Museen haben sich längst von den Zeiten vollgestopfter Vitrinen verabschiedet. In München und Manching erproben Ausstellungsmacher neue Vermittlungswege.
Staunend vor einem jahrtausendealten Original zu stehen ist das eine – aber die meisten Museumsgäste sind heute damit nicht mehr zufrieden. Längst haben sich auch Institutionen von vollgestopften Vitrinen verabschiedet.
So stellt man auch in der kürzlich wiedereröffneten archäologischen Staatssammlung in München nicht mehr hunderte Gewandfibeln aus, sondern beschränkt sich auf einige, wenngleich spektakulär inszenierte Stücke. Eine der Fibeln ist im Original und daneben als 3-D-Modell zu sehen.

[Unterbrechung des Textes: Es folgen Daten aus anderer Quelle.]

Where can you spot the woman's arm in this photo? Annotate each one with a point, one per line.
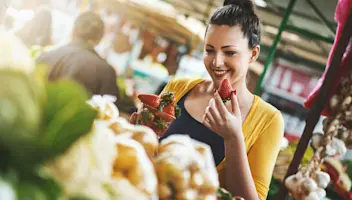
(246, 176)
(238, 178)
(263, 154)
(256, 169)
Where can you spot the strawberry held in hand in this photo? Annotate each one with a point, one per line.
(225, 90)
(150, 100)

Das ist mehr als eine technikverliebte Spielerei, wie Professor Rupert Gebhard, Direktor der Sammlung, erklärt. „Keltische Kunst ist auf dreidimensionales Betrachten ausgelegt. Dazu hatte man früher ein paar Ansichtszeichnungen, damit konnte man aber nicht richtig verstehen, wie die Objekte funktionieren. Man hätte sie drehen müssen, denn dann verwandelt sich beispielsweise ein Menschenkopf in ein Tier oder ein Monster. Diese Haptik kann können nun anhand des 3-D-Modells endlich auch unsere Besucher sehr gut nachvollziehen.“
Ab in die virtuelle Realität
Auch das Tochtermuseum in Manching geht digital längst neue Wege. Zusammen mit Studierenden der Hochschule Darmstadt und der Virtual Reality Agentur videoreality/TimeLeapVR wurde hier eine erweiterte Realität für eine ehemals analoge Ausstellung entwickelt. Auf der Homepage des Museums kann man das Spiel ausprobieren und sich so auf die Suche nach den keltischen Artefakten machen.

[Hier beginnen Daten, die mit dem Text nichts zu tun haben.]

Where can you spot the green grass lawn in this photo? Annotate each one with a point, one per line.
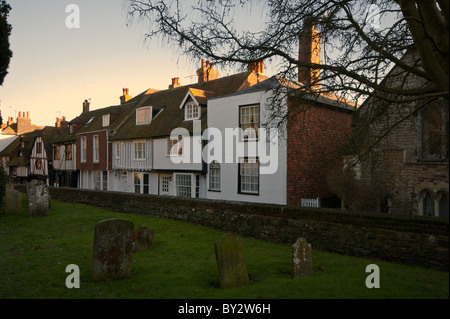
(34, 253)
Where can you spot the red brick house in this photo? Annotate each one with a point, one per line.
(93, 130)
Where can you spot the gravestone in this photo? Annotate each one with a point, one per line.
(13, 202)
(143, 239)
(231, 262)
(302, 258)
(113, 245)
(39, 201)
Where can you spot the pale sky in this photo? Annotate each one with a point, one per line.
(54, 68)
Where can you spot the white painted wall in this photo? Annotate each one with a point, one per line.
(126, 160)
(42, 156)
(161, 160)
(63, 164)
(224, 113)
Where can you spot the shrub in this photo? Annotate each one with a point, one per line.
(357, 194)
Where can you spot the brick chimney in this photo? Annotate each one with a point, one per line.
(24, 123)
(64, 123)
(125, 97)
(309, 52)
(86, 106)
(257, 66)
(207, 72)
(175, 83)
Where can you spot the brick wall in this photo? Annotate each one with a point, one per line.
(396, 160)
(103, 152)
(407, 239)
(315, 135)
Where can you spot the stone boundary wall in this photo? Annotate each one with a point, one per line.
(412, 240)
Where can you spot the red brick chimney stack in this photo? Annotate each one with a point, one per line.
(309, 52)
(24, 123)
(175, 83)
(86, 106)
(207, 72)
(257, 66)
(125, 97)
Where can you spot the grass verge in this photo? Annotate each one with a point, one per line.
(34, 253)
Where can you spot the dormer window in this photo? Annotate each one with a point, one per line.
(105, 120)
(191, 111)
(143, 115)
(90, 121)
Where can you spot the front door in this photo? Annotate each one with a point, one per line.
(165, 184)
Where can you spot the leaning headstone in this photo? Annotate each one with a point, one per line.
(231, 262)
(38, 198)
(302, 258)
(143, 239)
(13, 202)
(113, 245)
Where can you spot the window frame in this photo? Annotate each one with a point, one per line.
(187, 108)
(56, 153)
(68, 154)
(145, 121)
(211, 176)
(436, 200)
(39, 147)
(444, 153)
(106, 120)
(243, 136)
(95, 149)
(247, 192)
(191, 184)
(117, 152)
(171, 143)
(142, 151)
(83, 149)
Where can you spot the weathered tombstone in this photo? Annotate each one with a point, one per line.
(113, 245)
(39, 201)
(13, 202)
(231, 262)
(143, 239)
(302, 258)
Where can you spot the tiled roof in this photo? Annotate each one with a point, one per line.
(171, 116)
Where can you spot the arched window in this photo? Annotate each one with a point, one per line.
(427, 204)
(214, 176)
(434, 132)
(442, 201)
(430, 205)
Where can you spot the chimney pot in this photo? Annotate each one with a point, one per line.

Der VR-Spezialist Michael Gödde, der zusammen mit seinem Mitgründer Julian Hölgert die Studierenden betreut hat, ist sehr zufrieden: „Das Spiel entstand aus einem Studienprojekt im Bachelor-/Masterstudiengang. Eigentlich ging es darum, im Projektmanagement praktische Erfahrungen in einem realitätsnahen Projektumfeld zu sammeln und dabei mit dem Museum einen eben nicht nur fiktiven Kunden als Gegenüber zu haben. Dass dabei wirklich eine spielbare Web-Anwendung entstanden ist, war ein toller Mehrwert und verdankt sich dem hohen Engagement der Studierenden.“
Die Münchner Archäologen Brigitte Haas-Gebhard und Holger Wendling haben die Darmstädter Gruppe fachlich betreut. Ein weiteres Spiel ist am Münchner Haupthaus gerade in der Erprobungsphase. Dafür muss man sich allerdings in das Museum begeben. Dort geht es dann mittels Tablets durch die Ausstellung, auf einer technisch weiterentwickelten Version einer Schnitzeljagd. Allein oder in Gruppen von bis zu sechs Personen gilt es, in einer Augmented Reality Umgebung mit dem Tablet archäologisches Wissen einzusammeln und Rätsel zu lösen.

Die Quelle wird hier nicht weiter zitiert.